As a guitarist with an incurable lust for “tone,” I spend a lot of time reading about exotic woods, ebony fretboards, clean headroom, tube rectifiers, and Analog Warmth. That I blow it all on sub-Celtic Frost grunt-riffs is beside the point.

Videogames approach this fetishism in many ways: the quixotic quest for 1080/60 and its sister obsession, legacy consoles played on CRT TVs, are particularly visible right now. But there’s also the Byzantine codex of graphics options that await the intrepid PC player, .ini editing, and things called “G-sync” and 144hz, which I am utterly unable to explain to you right now because they are too future.

But our consoles rarely feel this considered. The PS4 perhaps edges out the Xbox One by being a slanted black box as opposed to a plain black box, but you’d have to reach back to the Gamecube for a console that seemed to embody something of its parent company, like a child with her mother’s eyes—the Cube looks like something you’d find in a Nintendo game. And maybe the Xbox One looks like something you’d find in an Xbox One game. 

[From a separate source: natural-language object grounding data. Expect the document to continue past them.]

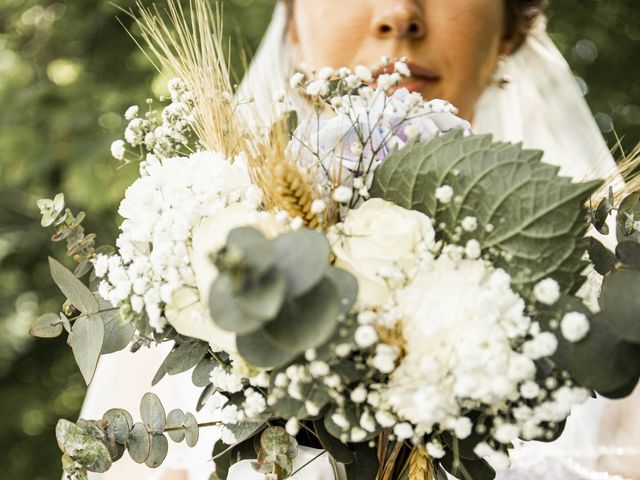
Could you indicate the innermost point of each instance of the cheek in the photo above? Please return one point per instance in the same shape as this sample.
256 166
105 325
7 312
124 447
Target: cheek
466 35
329 34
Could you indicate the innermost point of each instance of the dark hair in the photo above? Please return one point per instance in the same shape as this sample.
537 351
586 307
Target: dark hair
522 16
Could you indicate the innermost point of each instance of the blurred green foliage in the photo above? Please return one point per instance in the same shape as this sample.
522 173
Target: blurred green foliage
67 72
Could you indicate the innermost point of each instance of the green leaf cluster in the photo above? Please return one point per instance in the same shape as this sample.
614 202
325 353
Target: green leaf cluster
281 296
531 221
96 328
92 446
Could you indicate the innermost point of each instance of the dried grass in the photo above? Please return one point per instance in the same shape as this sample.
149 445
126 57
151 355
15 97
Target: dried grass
190 46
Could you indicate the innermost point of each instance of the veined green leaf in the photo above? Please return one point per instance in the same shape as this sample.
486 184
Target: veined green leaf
79 295
534 218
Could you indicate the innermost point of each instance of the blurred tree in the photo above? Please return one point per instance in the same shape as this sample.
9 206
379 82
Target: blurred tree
67 72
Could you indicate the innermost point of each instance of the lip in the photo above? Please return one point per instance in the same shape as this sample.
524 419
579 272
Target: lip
421 77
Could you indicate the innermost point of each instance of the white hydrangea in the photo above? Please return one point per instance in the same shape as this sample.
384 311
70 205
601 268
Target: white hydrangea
160 211
460 318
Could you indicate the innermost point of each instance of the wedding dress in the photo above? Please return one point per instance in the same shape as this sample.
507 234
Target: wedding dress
541 107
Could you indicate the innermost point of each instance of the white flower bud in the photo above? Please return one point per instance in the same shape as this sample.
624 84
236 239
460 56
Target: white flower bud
444 194
547 291
342 194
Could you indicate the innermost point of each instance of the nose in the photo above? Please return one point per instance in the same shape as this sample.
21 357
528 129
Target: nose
399 19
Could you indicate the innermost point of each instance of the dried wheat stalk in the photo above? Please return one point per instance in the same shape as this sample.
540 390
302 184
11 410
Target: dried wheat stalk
292 193
420 465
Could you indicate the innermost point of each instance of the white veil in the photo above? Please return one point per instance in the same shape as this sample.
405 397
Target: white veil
542 107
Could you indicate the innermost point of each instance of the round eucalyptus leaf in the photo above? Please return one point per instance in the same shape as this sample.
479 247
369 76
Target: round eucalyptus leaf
152 412
192 430
263 299
602 258
338 450
158 451
621 303
176 419
258 252
347 287
628 252
185 356
603 361
119 424
304 258
308 321
46 326
200 374
139 443
225 311
258 350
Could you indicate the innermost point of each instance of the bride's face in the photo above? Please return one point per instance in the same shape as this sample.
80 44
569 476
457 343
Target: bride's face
452 45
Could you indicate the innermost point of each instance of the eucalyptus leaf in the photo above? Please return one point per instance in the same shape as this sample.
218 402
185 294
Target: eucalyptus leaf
537 217
79 295
621 303
338 450
139 443
157 451
263 298
176 419
86 343
152 413
46 326
185 356
200 375
116 335
257 349
226 312
307 322
628 252
192 430
304 257
78 444
258 254
603 361
120 424
602 258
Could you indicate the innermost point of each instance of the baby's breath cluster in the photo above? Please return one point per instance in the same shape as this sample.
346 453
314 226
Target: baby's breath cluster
153 136
361 117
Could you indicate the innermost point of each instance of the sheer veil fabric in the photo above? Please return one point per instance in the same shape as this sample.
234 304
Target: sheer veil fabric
542 107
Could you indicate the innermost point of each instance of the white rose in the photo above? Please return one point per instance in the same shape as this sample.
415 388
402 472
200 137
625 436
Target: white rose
188 310
379 236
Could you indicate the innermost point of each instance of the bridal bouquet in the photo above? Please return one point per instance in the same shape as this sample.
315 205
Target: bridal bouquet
367 278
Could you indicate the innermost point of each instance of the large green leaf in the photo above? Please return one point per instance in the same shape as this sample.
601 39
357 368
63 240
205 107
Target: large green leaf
152 413
76 291
307 322
46 326
185 356
257 349
603 361
226 311
621 303
85 339
304 257
534 218
116 335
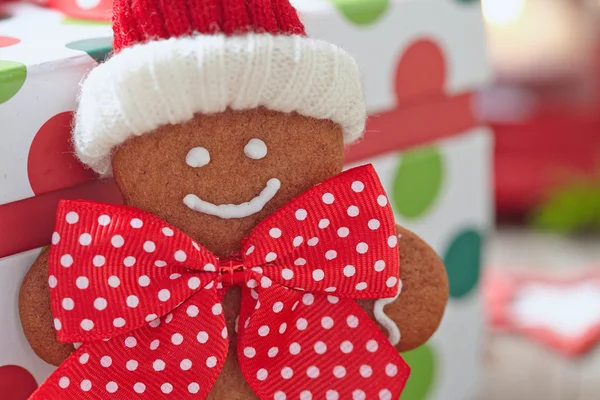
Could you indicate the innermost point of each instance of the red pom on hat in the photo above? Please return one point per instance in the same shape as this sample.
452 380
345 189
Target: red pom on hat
139 21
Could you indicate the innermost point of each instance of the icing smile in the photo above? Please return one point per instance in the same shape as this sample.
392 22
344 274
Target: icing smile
230 211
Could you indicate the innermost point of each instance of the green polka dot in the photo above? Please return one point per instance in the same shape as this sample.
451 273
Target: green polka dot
362 12
88 22
423 372
463 263
97 48
12 78
418 182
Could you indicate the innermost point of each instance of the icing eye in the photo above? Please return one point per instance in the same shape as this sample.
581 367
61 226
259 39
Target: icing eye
197 157
255 149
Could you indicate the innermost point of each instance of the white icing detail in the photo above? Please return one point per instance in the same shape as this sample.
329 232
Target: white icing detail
197 157
230 211
385 321
255 149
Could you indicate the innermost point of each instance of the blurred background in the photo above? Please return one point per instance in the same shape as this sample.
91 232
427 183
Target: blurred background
485 129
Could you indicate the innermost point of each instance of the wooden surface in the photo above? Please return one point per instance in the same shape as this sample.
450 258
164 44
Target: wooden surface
518 368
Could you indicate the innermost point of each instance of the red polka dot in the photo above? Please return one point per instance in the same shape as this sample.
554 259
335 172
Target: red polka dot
6 41
51 163
16 383
421 71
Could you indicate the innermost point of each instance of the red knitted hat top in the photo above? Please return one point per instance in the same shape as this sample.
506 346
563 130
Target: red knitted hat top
139 21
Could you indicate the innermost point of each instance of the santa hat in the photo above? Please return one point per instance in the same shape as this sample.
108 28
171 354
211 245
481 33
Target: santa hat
177 58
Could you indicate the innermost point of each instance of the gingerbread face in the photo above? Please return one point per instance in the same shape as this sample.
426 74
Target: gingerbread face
216 176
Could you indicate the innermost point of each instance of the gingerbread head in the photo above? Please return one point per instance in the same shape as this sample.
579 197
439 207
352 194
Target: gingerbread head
245 263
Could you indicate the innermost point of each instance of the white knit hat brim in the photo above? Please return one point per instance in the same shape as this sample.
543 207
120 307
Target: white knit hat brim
168 81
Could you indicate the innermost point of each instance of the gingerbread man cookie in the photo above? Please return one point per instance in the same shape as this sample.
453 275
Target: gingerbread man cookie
245 263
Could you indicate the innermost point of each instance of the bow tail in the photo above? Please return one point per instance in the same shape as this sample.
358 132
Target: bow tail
180 355
294 344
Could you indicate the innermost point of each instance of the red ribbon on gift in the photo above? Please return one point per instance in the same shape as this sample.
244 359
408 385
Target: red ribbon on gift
145 299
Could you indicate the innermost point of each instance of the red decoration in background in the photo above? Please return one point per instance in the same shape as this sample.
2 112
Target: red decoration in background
421 72
51 164
501 289
424 111
84 9
536 156
16 383
164 312
27 224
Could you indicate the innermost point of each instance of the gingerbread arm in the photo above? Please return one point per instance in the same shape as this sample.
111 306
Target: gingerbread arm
36 315
419 309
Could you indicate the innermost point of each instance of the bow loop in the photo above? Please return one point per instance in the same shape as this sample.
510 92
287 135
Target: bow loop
113 269
339 237
179 356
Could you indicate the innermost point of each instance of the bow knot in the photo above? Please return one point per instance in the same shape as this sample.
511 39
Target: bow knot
145 300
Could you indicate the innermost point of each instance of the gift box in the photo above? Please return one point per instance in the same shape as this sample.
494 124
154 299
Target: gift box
421 62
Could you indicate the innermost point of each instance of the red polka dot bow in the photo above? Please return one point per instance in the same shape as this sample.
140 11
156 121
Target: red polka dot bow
145 301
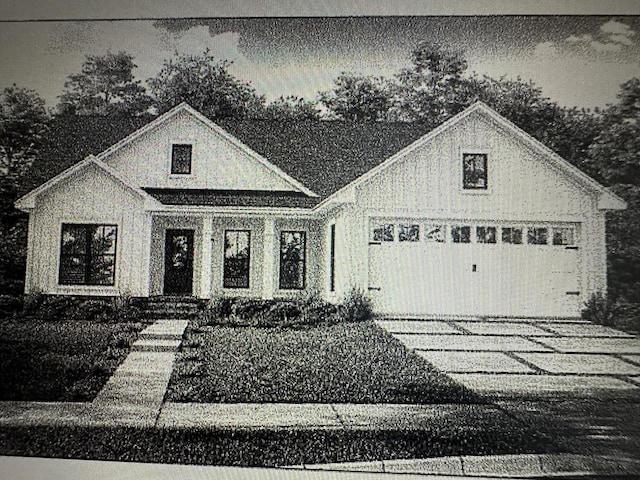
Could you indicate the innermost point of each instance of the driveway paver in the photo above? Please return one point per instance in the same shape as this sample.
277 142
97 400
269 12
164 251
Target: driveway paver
579 363
583 330
474 362
593 345
417 326
517 384
503 328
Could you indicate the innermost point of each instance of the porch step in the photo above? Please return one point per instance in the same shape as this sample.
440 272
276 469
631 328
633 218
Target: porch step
143 345
170 307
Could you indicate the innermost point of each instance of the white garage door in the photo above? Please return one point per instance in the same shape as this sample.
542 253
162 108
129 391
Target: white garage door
423 267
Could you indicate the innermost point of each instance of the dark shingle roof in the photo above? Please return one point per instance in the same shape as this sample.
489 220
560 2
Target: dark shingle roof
323 155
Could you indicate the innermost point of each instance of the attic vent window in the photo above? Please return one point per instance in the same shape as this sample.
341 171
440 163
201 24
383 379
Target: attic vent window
181 158
474 171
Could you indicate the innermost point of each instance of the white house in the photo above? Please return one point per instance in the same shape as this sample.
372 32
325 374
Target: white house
474 218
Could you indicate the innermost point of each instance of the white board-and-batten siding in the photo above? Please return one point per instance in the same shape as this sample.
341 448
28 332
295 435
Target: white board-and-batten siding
89 196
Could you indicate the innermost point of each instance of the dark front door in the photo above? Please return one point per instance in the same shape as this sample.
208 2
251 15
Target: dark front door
178 262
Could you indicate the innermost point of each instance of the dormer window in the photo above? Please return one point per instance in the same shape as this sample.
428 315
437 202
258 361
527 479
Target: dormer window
474 171
181 158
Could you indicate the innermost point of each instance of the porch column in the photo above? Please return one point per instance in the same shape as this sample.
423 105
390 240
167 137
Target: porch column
269 258
205 265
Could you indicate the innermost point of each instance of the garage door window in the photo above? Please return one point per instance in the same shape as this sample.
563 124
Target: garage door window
461 234
486 234
382 232
563 236
408 232
434 233
537 236
512 235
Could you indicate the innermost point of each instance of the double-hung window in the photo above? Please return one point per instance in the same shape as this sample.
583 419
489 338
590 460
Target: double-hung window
87 254
292 260
181 158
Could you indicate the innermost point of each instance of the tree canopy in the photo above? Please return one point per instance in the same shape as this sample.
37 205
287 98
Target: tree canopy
206 84
105 86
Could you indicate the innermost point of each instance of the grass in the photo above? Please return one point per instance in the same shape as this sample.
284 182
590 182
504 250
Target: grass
341 363
267 447
60 360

One thing they all have in common is their build quality, though: pretty crappy. It doesn’t have to be that way, though. Analogue Interactive founder Chris Taber is living proof.

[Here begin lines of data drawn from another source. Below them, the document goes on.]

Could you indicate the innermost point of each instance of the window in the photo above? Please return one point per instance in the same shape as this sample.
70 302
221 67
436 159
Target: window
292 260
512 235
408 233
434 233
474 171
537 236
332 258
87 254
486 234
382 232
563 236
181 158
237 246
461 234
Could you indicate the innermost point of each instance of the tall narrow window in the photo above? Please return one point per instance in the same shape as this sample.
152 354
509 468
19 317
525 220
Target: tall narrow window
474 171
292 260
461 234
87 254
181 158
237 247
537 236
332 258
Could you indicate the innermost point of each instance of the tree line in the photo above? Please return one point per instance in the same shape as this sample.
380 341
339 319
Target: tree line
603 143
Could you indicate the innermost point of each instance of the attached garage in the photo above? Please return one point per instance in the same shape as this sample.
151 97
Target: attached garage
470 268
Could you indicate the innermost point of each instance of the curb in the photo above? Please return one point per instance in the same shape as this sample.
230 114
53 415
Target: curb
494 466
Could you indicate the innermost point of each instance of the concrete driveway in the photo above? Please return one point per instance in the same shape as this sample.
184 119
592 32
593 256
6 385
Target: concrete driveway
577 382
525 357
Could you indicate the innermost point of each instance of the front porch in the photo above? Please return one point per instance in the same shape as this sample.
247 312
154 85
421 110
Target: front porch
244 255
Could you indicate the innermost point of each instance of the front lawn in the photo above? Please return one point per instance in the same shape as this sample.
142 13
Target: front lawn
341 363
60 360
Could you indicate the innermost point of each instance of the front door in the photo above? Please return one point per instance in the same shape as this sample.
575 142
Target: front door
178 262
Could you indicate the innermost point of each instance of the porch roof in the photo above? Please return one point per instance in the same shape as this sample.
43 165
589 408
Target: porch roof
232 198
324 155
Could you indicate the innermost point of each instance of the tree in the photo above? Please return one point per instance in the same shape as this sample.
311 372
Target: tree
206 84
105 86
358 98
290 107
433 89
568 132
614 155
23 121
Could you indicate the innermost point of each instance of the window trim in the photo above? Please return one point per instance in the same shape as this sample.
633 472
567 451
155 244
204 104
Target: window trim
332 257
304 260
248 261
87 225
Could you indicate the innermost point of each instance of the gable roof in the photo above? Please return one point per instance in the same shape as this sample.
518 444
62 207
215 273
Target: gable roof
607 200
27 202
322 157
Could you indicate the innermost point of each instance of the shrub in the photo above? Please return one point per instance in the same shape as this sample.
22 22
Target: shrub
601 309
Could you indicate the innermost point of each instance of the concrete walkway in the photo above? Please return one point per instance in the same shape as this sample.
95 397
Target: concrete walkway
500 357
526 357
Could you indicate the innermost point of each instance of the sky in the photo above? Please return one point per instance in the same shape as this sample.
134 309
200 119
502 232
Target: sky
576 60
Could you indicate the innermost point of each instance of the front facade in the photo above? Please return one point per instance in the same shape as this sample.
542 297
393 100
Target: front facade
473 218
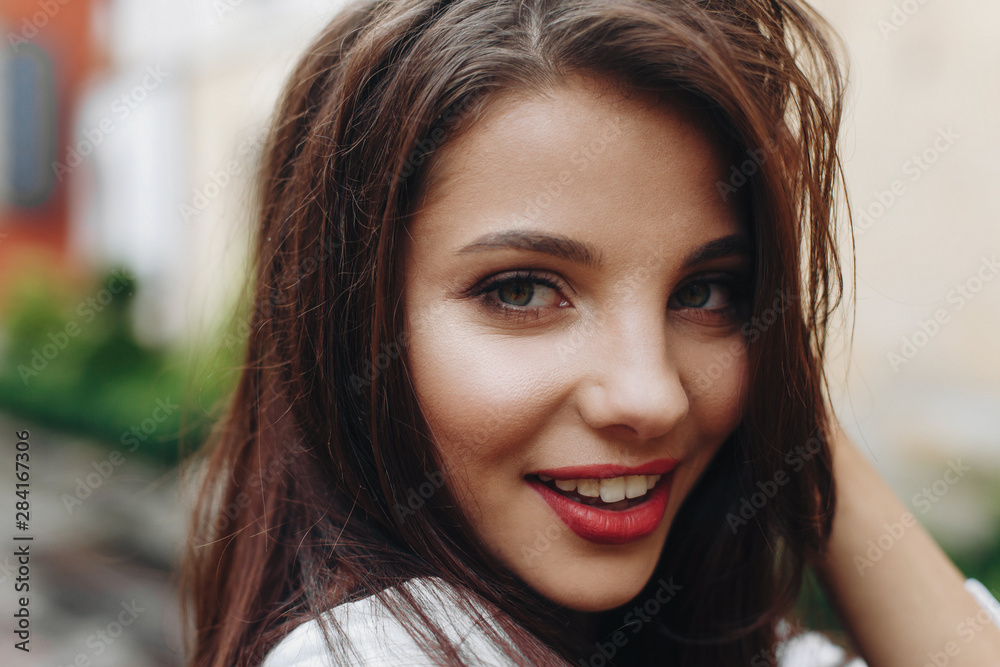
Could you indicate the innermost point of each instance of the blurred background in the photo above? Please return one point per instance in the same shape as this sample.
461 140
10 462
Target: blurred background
128 133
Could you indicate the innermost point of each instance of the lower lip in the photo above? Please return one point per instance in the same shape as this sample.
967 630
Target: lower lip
607 526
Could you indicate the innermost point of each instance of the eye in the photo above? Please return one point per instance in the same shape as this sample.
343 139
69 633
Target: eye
703 295
521 294
716 300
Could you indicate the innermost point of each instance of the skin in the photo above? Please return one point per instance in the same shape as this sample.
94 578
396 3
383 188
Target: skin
910 607
606 368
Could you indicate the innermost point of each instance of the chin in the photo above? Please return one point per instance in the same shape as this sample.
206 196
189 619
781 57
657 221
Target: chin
599 578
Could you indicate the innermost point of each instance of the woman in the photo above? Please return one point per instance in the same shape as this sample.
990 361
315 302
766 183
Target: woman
535 371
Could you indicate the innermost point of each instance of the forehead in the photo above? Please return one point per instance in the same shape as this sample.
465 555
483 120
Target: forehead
578 156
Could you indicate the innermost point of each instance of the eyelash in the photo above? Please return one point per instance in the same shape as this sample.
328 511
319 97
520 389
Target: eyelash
721 315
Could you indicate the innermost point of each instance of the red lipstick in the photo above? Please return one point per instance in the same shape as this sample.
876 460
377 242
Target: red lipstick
604 471
603 526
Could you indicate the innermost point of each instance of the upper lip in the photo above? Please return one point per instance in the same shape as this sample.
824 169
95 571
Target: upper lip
609 471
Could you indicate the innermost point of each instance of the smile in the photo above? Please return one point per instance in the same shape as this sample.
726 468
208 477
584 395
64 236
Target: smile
607 504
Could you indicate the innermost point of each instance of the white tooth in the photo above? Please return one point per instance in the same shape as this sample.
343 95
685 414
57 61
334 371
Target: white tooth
635 486
613 490
588 487
566 484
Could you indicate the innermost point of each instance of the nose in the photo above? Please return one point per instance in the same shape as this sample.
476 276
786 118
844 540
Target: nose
631 385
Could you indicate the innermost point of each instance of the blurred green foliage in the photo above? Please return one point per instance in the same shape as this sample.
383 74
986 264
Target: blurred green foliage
71 362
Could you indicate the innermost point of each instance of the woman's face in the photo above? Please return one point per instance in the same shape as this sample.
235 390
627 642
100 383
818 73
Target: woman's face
571 275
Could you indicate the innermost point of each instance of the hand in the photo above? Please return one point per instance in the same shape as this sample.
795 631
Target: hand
902 599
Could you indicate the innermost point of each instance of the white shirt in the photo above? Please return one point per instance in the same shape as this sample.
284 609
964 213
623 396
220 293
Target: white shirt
379 640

In addition to Analogue’s sleek NES riff, the Nt, they’re putting out the new NEO in a limited run of 20. It’s a Neo Geo arcade machine, based off the SNK Big Red MVS (multi video system) cabinet. Analogue already makes a Neo Geo, though: the CMVS. But the CMVS comes a la carte, letting you buy the stick and the system separately. The NEO is all-in-one, more accurately emulating the arcade experience. And like all Analogue’s work, it is also drop-dead gorgeous.

That’s ebonized ash, man. Yes, these things are to OEM consoles what a ’54 Gibson Gold Top Les Paul is to an Epiphone LP Junior: a hundred thousand times sexier.

And more expensive, as you can probably imagine. The Analogue NEO will run you a cool $1,499. But before you balk at that price, which I totally get, give Taber a chance.

“I think people buy our products for different reasons,” he told me. “Some people may buy them as an art piece, but we certainly design and build them to be used and played.”

The NEO, he says, “started as a little hobby project. We designed and crafted it as a one-off for someone looking for a twinstick setup.” As for the limited run, “we literally cannot produce more than this in the current time frame. It’ll be about 8 weeks to build just these—we started in advance. Everything is entirely built and assembled by hand in the USA. No CNCs or anything. Our NEOGEO products are very special to us and that is the only way we will ever build them.”

This isn’t a console you pick up on Black Friday, in other words. It’s as much a design piece as it is an entry point into the Neo Geo’s action-heavy library. Sure, you could buy a Line 6, but don’t you really want a Twin Reverb: you know? You could put this thing in your living room, proudly reciting its bespoke bona fides to your dad when his eye is inexorably drawn to its distinctive coarse grain pattern. It exudes respect for the system, a devotion to the console that approaches the religious. I’ve seen crucifixes made with less craft than this Neo Geo.

“We do intimately care about making beautiful things,” Taber said. “There is this quote from Saul Bass where he is talking about making beautiful things. It’s always resonated with me.” 

The quote in question: I want everything we do to be beautiful. I don’t give a damn whether the client understands that that’s worth anything, or that the client thinks it’s worth anything, or whether it is worth anything. It’s worth it to me. It’s the way I want to live my life. I want to make beautiful things, even if nobody cares.

“I want to make beautiful things. It’s the way I want to life my life,” Taber then repeated, like a mantra. So far I’d say he’s succeeding. And if his parting words to me are any indication—”In regards to other consoles, we have an incredible amount of other things in the works. Next year is going to be exciting!”—he’s only just getting started.